Court Approves Sale of Trainor Glass Assets
in Fla., N.C., Va., and Texas to Harmon; Resolves Objection to Sale
May 31, 2012
by Penny Stacey, firstname.lastname@example.org
The U.S. Bankruptcy Court for the Northern District of Illinois
has approved the sale of substantially all of Trainor Glass' assets
in Florida, North Carolina, Virginia and Texas to Harmon Inc. for
approximately $3 million. Trainor had
motioned for authorization of the sale in mid-May.
The sale includes all machinery, equipment, tools and supplies,
"and other tangible property," according to the asset
purchase agreement filed with the court. The agreement catalogs
a list of equipment and machinery included with the asset sale.
However, the sale excludes any asset not specifically identified
as a purchased asset, according to the agreement, including "any
cash, accounts inventory, goods, vehicles, boats, video conference
equipment, computer equipment, office furniture, office equipment,
and modular wall assets located in Farmers Branch, Texas, and all
assets located in New Buffalo, Mich."
The court had received one objection to the sale from Daniel Budorick
of Pecker & Abramson, representing New York-based general contractor
Skanska USA Building Inc., which had subcontracted several projects
to Trainor in the south. These included the James B. Hunt Jr. Library
at North Carolina State University, the Nemours Children's Hospital
in Orlando, Fla., and the Keohane Quadrangle at Duke University
in Durham, N.C.
The company had requested permission from the court to hire substitute
contractors to complete the work, and this request was accepted,
but, upon the filing of the motion for authorization of the sale
to Harmon, Skanska also requested that the court enter an order
"excluding certain assets from the sale order, specifically
all equipment and tools of [Trainor] that were left at any of the
In addition, Budorick requested Trainor provide a list of all the
equipment and tools left at the Skanska projects, and that the company
be permitted to use the equipment and tools until completion of
the projects, and then return to Harmon upon completion.

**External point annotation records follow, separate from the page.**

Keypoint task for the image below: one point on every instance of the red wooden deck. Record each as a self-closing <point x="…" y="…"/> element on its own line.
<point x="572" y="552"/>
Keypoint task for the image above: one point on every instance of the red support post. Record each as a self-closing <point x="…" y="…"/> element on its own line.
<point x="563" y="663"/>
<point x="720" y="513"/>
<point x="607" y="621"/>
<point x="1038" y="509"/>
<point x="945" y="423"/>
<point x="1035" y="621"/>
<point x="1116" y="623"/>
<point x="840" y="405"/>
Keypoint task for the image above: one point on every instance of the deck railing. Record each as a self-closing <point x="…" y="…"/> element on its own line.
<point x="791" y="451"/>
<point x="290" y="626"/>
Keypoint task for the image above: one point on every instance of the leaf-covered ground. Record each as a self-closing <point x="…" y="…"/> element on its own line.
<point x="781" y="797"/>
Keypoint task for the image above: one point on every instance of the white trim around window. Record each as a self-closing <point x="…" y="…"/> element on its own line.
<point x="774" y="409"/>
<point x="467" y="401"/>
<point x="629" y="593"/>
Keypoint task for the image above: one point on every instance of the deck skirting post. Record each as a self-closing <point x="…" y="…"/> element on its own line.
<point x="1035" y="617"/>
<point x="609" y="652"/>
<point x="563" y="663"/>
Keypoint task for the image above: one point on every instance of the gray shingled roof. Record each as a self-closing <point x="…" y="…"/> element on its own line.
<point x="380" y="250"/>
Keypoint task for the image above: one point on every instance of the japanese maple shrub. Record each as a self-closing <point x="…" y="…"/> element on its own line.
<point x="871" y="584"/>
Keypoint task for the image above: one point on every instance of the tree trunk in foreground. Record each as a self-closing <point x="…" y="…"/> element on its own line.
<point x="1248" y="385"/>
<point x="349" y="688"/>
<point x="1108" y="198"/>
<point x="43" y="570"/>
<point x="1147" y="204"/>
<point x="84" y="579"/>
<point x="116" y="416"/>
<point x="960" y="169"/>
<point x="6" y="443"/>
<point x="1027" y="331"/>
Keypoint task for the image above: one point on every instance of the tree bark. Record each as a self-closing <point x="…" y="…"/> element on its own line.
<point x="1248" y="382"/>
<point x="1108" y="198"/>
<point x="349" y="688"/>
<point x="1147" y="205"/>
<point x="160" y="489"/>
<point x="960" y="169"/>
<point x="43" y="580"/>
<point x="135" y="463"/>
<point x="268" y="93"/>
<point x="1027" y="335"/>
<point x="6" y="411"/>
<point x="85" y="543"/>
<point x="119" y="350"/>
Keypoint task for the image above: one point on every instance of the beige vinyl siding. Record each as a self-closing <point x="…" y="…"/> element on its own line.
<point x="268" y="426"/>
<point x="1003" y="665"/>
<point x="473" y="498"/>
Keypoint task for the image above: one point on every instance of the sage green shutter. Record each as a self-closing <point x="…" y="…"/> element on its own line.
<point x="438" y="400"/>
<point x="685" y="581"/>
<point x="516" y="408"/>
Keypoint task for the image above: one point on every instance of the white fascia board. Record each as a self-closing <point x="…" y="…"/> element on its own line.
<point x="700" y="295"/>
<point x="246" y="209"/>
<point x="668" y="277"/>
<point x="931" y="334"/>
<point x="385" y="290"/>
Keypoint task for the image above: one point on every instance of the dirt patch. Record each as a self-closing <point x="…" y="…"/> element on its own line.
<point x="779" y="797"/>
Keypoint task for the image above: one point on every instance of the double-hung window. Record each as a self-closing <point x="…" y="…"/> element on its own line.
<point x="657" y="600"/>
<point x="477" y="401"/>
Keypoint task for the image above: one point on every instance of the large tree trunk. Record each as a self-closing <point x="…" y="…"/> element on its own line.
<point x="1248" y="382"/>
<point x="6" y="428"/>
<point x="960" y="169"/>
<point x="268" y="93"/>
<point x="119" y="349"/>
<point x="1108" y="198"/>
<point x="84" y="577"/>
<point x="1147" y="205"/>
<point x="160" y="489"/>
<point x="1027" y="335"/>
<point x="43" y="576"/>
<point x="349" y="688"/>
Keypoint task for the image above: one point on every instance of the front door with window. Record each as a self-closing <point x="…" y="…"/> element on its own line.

"The substitute contractors and/or Skanska will have to use
the equipment and tools that may have been left on the Skanska projects
by the debtor," writes Budorick.
According to the order from the court approving the sale to Harmon,
the Skanska matter was resolved, permitting the company to continue
to use the equipment and tools, and that the companies will work
out "an agreeable procedure for return of any such equipment
and tools" at the completion of the named projects.